The Rule: Never call an LLM (or any API) directly inside a Temporal Workflow function. Always wrap LLM calls in Temporal Activities.

Activities are not replayed; their results are recorded in the workflow history. When a workflow restarts, Temporal simply looks up the result of the activity from the history instead of re-executing it. This guarantees that the LangGraph state remains consistent during a recovery event.

Real-World Example: The "Self-Healing" Data Pipeline

Imagine an agent responsible for extracting data from various PDF sources and inserting it into a database.

Node 1 (LangGraph): Analyze PDF structure and decide on extraction logic.
Activity 1 (Temporal): Perform the OCR/Extraction. If the OCR service is down, Temporal retries with exponential backoff.
Node 2 (LangGraph): Validate extracted data against a schema.
Activity 2 (Temporal): Write to the DB. If the DB has a lock, Temporal handles the queueing.

If the system runs out of memory during step 3, Temporal restarts the workflow. It sees that Activity 1 was successful, retrieves the PDF data from history, and jumps straight back to the LangGraph validation node. No redundant API costs, no lost progress.

Performance and Scaling Considerations

While combining these two systems adds complexity, the scalability benefits are immense.

State Size: Keep your LangGraph state lean. Since Temporal stores the history of every state change, massive state objects (like large document buffers) can bloat the history. Store large blobs in S3 and pass references (URIs) in the state.
Worker Sharding: Both LangGraph (via its checkpointer) and Temporal allow for distributed execution. You can have specific workers dedicated to "Heavy Compute" (LLM nodes) and others for "IO-bound" tasks (database activities).
Observability: Temporal provides a UI that shows the exact path an agent took, including every retry and every state mutation.
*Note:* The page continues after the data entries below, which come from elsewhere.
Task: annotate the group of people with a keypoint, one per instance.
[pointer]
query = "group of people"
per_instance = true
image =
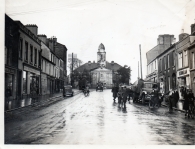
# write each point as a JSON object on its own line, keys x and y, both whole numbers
{"x": 120, "y": 91}
{"x": 189, "y": 102}
{"x": 173, "y": 98}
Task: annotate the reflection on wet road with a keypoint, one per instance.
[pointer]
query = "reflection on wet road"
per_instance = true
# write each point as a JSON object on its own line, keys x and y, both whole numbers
{"x": 98, "y": 120}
This is invaluable for debugging why an agent "hallucinated" or got stuck in a loop.

Conclusion: The Path to Production AI

Moving AI agents from "cool demo" to "mission-critical infrastructure" requires a shift in mindset. We must stop treating agents as simple scripts and start treating them as distributed state machines.

By using LangGraph to model the complex, cyclic reasoning of the agent and Temporal to provide the durable execution environment, you solve the most difficult problems in AI orchestration: reliability, state recovery, and human-in-the-loop interaction.

Actionable Next Steps:

Identify the Side Effects: Audit your existing agents for external calls (APIs, DBs, Emails). Wrap these in Temporal Activities.
Externalize State: Move your LangGraph state into a Temporal Workflow to benefit from automatic persistence.
Implement Signals: Use Temporal Signals for any step where an agent might need to wait for an external event or human approval.

This architecture ensures that your agents are not just smart, but also resilient enough to handle the chaos of production environments.